Ниже падать уже некуда.

— И еще… я хотел ее плотски… Очень сильно.

— Что еще?

— В…все.

Гальярд снова ухнул. С облегчением. Огромнейшим облегчением.

— Канонически ничего безумно страшного, — тихо сказал он, и Антуан вздрогнул, ушам своим не веря. — Сколь я помню пенитенциал магистра Раймонда — где-то месяц воздержания от рыбы и масла. С допущением овощей. Учитывая ваш клирический статус, брат — еще какие-то трудовые послушания. Мы посмотрим дома в Жакобене — там и начнется срок наказания. А теперь поднимитесь, Бога ради… Вставай, Антуан. Давай просто поговорим.

Антуан поднялся — и едва не упал: ноги не хотели держать его. Гальярд, тоже уставший «сурово нависать», тяжело опустился на табуретку. Руки его под скапулиром перебирали зерна Розария. Юноша сел на край кровати — на самый край, так что угол больно врезался ему в худой зад. Глянул на приора изумленно, будто не веря, что тому не вовсе отвратительно на него смотреть. Опустил глаза. Щеки у него были красными, шея, тонзура — все как водится. Прижал ладони к лицу — н-да… на лбу хоть яйца пеки. Спасибо хоть видно не очень хорошо: за оконцем стоял синий вечер, только сальная свеча на сундуке горела неровно, посылая в потолок толстую струю копоти.

— Радуйся, сынок, могло быть и хуже, — Гальярд вдруг подал голос по-другому, по-отечески. — Ты был искушаем — но не нарушил обета. Теперь поговорим о главном — о твоей душе, о том, что случилось с тобой. Ты понимаешь, отчего это произошло?

Антуан приоткрыл рот. Закрыл его. Сглотнул — острый кадык прокатился по горлу вверх-вниз.

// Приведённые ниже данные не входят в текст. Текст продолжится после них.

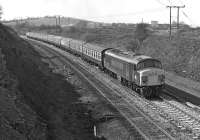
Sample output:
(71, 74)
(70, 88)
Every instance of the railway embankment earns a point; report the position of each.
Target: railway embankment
(180, 56)
(34, 102)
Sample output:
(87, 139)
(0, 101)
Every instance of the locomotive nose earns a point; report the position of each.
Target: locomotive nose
(151, 77)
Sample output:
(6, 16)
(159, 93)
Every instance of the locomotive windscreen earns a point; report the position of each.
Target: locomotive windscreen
(149, 63)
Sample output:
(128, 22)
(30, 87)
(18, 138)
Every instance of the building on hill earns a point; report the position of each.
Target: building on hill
(154, 24)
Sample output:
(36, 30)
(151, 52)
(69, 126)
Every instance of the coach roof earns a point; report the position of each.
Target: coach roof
(127, 56)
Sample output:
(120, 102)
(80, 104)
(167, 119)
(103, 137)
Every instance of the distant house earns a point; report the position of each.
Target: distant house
(154, 24)
(93, 25)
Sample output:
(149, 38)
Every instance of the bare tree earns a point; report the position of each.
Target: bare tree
(1, 12)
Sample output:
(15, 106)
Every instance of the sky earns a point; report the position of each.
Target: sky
(123, 11)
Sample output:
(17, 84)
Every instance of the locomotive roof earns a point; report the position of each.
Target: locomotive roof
(94, 47)
(127, 56)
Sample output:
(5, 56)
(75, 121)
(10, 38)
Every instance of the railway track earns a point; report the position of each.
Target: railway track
(141, 125)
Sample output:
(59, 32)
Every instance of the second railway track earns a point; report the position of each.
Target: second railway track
(137, 111)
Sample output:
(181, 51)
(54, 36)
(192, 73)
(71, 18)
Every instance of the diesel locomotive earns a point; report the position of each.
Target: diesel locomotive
(143, 74)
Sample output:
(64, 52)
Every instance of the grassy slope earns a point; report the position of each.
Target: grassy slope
(49, 95)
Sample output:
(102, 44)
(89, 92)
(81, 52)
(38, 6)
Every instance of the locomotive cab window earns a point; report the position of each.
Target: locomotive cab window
(149, 63)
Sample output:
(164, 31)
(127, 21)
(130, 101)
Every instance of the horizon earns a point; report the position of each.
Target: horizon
(103, 11)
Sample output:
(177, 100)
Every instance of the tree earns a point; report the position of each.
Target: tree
(1, 11)
(141, 32)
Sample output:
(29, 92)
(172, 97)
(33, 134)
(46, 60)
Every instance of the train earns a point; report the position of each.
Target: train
(141, 73)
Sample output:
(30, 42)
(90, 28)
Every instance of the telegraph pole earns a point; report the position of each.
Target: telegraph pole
(178, 9)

— Твое тело хочет тебе что-то сказать, — мягко подсказал Гальярд. Юноша покраснел так яростно, что даже при свечке это было заметно. Он уже стал не красный, а какой-то багровый.

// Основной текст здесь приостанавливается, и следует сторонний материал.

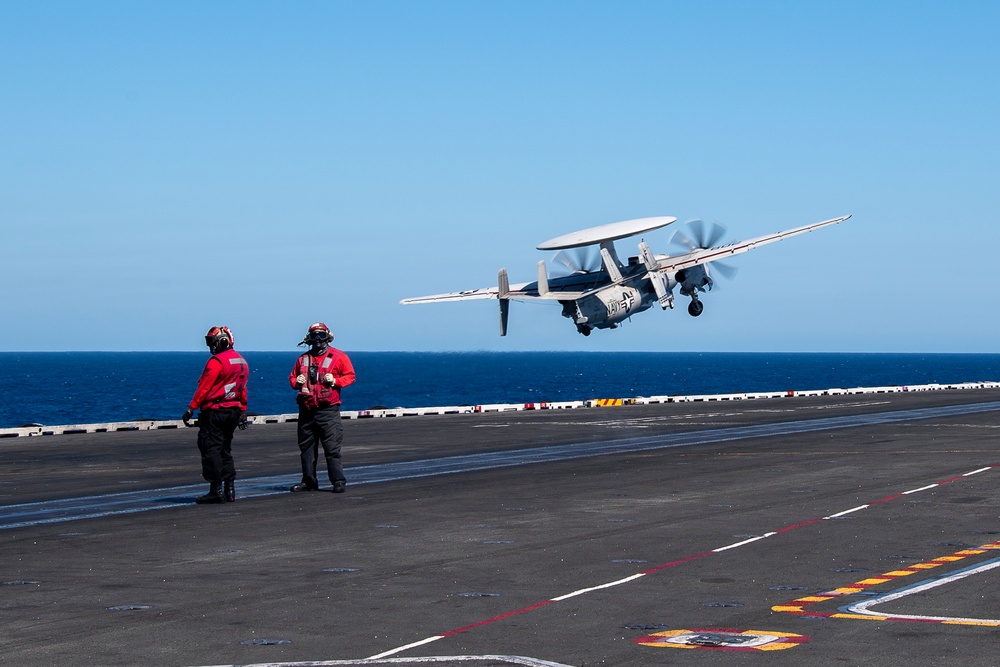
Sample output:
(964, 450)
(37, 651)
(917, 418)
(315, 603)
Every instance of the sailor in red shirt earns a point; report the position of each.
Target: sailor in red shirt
(221, 398)
(319, 375)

— Да слушай ты меня, а не себя одного, дурья башка! — прикрикнул Гальярд, борясь с желанием погладить бестолочь по голове. Вот же незадача… У самого Гальярда никогда не было в юности иной влюбленности, кроме Ордена; он совершенно не знал, что чувствуют ребята в таких случаях. Но примерно представлял, как их лечить.

— Давай рассуждать логически. Ты же доминиканец, ты должен уметь это делать. Головой думать, а не… сердцем одним!

Тот впервые слабо улыбнулся. Наверное, услышав, что он все-таки доминиканец.

— Итак, твое тело испытывает похоть, ведет себя определенным образом. Что это значит?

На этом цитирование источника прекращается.